Lynn Township has ended that practice, thanks to reform-minded township officials like David Najarian. Chris Casey tells us why in an excellent report at True Dems. Here's a brief excerpt.

The Township employed a full time Secretary Treasurer who worked out of their home. From all appearances, it seems that the person charged with the duties did the barest minimum of work possible, but at least made sure that they, and the other employees and/or Supervisors, got paid.

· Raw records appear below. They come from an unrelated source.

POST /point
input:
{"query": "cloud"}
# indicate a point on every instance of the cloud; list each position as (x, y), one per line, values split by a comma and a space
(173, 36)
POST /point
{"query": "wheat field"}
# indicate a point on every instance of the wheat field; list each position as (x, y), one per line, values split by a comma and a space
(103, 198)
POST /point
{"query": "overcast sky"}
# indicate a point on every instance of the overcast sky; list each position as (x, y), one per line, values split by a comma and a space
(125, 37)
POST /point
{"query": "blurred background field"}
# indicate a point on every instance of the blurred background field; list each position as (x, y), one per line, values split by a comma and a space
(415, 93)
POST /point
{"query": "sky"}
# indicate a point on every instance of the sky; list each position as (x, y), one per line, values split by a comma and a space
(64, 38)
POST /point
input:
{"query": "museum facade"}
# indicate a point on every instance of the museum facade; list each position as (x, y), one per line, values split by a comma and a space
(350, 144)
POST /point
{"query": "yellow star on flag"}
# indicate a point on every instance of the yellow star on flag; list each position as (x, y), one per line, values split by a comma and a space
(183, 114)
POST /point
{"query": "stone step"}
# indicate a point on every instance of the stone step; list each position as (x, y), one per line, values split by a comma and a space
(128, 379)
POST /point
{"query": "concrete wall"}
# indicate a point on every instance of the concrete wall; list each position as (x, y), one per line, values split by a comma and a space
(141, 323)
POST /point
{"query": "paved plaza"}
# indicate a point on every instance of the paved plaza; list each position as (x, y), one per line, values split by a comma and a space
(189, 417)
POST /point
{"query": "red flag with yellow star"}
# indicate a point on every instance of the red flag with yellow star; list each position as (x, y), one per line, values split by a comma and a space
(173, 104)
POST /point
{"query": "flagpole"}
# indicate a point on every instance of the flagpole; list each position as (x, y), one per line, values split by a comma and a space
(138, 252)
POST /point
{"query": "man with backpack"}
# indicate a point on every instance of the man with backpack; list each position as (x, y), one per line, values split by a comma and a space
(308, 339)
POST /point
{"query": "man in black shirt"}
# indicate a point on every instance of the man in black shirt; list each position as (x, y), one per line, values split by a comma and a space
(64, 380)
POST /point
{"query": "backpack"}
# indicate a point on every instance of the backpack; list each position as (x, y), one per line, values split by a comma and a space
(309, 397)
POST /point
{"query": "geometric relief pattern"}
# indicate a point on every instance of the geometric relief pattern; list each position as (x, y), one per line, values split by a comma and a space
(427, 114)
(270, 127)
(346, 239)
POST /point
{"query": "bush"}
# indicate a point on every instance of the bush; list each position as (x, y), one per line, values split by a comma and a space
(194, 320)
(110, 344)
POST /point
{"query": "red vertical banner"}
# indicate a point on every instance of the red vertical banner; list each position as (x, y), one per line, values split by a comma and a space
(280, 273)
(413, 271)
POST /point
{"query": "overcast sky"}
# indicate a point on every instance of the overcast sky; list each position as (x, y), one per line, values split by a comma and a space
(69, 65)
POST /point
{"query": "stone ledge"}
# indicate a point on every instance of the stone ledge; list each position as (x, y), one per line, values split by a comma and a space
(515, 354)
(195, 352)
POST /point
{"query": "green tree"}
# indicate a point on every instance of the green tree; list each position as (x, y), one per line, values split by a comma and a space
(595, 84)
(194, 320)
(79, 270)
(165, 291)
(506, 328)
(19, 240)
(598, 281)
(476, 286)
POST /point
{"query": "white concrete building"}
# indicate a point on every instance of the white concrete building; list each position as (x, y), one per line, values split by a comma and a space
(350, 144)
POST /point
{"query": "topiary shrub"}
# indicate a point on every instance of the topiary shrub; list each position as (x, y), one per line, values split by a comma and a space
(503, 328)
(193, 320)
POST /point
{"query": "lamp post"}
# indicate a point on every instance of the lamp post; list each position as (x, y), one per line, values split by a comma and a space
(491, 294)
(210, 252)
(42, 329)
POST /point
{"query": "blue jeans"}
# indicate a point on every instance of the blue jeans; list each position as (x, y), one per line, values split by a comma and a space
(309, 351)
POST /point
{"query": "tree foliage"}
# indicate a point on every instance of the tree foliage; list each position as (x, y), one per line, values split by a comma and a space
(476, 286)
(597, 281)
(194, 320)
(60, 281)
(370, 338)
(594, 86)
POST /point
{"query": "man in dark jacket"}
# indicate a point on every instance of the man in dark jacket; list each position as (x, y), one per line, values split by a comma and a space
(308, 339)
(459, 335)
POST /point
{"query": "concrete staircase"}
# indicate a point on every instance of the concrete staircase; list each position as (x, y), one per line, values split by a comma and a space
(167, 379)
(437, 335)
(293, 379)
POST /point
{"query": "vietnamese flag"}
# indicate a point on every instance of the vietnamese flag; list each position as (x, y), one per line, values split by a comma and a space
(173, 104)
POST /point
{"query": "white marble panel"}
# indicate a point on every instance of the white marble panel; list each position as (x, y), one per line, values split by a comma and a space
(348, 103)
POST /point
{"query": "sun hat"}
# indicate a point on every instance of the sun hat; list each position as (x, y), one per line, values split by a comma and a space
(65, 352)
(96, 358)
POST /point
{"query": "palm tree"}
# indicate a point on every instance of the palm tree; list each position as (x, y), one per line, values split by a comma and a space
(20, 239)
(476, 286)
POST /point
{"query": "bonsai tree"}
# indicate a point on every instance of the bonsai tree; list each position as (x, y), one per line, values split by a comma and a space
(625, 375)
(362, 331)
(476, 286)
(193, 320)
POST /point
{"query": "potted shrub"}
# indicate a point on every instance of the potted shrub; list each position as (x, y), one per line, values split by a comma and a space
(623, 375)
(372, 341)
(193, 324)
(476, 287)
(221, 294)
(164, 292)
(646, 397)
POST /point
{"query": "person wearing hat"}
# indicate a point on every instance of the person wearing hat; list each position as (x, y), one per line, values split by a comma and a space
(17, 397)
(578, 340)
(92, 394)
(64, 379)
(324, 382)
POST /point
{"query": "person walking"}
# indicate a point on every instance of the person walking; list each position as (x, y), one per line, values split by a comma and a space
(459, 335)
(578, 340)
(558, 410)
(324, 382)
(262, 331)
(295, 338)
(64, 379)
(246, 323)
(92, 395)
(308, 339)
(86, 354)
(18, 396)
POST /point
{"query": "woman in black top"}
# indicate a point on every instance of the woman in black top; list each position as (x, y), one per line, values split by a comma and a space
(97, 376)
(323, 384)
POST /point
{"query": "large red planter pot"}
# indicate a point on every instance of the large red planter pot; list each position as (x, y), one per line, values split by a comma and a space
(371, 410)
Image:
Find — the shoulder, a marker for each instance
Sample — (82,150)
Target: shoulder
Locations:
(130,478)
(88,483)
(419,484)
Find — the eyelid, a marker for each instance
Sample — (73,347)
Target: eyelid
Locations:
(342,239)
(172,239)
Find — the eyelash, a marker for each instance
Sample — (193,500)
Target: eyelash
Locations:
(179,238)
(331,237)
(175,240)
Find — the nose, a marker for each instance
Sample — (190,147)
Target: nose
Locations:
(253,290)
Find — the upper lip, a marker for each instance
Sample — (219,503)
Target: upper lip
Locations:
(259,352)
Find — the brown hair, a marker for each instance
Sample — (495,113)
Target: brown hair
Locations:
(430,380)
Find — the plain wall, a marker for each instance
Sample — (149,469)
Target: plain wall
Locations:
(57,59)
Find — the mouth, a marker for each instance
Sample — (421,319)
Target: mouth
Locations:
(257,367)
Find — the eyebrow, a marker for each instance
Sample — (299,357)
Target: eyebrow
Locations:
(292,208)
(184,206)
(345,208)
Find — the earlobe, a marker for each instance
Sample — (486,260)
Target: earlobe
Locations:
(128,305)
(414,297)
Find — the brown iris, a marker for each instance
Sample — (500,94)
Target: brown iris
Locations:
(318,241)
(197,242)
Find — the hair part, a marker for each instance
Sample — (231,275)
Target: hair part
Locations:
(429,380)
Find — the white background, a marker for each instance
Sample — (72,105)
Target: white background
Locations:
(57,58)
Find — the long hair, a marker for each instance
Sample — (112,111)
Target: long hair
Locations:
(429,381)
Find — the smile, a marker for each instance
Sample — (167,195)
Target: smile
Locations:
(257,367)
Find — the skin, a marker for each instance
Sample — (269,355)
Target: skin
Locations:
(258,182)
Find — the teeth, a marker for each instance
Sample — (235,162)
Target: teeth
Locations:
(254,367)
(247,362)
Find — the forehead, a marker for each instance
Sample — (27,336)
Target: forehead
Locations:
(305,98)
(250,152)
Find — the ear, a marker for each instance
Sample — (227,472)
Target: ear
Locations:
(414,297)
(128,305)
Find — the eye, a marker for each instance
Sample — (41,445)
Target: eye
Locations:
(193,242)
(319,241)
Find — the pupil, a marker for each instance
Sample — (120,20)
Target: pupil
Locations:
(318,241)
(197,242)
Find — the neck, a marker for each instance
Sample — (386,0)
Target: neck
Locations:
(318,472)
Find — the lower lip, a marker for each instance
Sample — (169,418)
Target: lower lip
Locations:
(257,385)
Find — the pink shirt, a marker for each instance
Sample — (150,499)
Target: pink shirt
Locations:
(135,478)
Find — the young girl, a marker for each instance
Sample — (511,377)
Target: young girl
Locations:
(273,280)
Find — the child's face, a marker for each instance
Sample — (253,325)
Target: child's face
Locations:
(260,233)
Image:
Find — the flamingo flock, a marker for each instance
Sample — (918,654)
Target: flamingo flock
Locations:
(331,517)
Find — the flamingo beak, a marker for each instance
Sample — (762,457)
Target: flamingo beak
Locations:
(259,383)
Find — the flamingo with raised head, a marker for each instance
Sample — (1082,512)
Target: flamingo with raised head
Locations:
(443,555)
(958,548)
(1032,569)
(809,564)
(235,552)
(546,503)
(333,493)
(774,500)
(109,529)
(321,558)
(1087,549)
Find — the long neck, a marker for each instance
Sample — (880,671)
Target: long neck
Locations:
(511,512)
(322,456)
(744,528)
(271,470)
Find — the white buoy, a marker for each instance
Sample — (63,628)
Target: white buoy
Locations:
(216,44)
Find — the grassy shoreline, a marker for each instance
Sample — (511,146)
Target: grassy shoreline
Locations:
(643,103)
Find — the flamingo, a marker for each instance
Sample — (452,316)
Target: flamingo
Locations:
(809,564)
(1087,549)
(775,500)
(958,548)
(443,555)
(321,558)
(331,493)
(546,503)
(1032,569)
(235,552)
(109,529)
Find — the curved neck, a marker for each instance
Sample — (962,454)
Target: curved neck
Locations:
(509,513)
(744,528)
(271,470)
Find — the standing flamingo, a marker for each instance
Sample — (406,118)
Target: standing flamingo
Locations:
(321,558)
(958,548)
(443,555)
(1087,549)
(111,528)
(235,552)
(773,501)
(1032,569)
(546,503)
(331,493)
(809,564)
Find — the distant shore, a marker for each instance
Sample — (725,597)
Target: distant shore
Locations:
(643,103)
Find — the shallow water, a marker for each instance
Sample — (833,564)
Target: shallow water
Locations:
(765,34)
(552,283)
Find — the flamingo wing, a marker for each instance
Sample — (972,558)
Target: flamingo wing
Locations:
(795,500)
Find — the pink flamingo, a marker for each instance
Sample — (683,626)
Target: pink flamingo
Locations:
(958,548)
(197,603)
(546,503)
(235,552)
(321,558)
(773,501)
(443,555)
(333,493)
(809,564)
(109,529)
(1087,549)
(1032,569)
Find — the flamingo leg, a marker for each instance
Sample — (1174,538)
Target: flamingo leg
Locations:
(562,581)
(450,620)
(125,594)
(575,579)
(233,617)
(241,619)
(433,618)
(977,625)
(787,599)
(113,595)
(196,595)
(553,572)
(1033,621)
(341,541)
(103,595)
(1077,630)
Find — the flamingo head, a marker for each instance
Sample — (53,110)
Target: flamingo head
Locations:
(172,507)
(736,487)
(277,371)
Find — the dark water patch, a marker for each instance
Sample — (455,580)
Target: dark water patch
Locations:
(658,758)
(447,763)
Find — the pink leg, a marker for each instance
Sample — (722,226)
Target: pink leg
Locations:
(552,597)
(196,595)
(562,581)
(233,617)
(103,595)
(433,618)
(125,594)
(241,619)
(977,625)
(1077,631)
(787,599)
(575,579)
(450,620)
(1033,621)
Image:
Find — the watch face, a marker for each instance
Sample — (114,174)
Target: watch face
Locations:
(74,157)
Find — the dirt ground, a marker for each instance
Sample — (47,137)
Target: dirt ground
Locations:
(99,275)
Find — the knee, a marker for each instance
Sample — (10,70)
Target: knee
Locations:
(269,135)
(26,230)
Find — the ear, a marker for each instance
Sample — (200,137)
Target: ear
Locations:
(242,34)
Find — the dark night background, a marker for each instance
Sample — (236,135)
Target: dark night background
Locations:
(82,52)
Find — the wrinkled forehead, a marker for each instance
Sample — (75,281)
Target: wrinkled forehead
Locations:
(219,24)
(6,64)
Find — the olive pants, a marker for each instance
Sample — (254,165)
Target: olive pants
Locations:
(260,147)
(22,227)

What few records that were kept show that Lynn Township has not invoiced any reimbursables for almost a decade, going back to 1998. After firing the Secretary treasurer and hiring a new one, an internal audit showed clear evidence of petty theft and missing equipment. It was also discovered that the Township was Delinquent in paying Federal Wage withholding taxes for a period in 2004, and had not filed several mandated pension reports.

1 comment:

Billy Givens said...

The situation in Lynn Township is the inevitable result of the 1901 "Ripper Act" of 1901, repealed fortunately in 1903, but replaced, unfortunately, with the municipality classification system, which has continued the interference in local-government affairs to this day.

The Billy Bytes publications have reported extensively on the Ripper and Classification acts, citing as references, among others, the 1917 edition of The Encyclopedia Brittanica.

The acts are an example of why Pennsylvania's 1873 Constitution cries out for reform, along the lines espoused by the Jefferson Reform Initiative, an issue that was never even discussed in the last general election, unfortunately.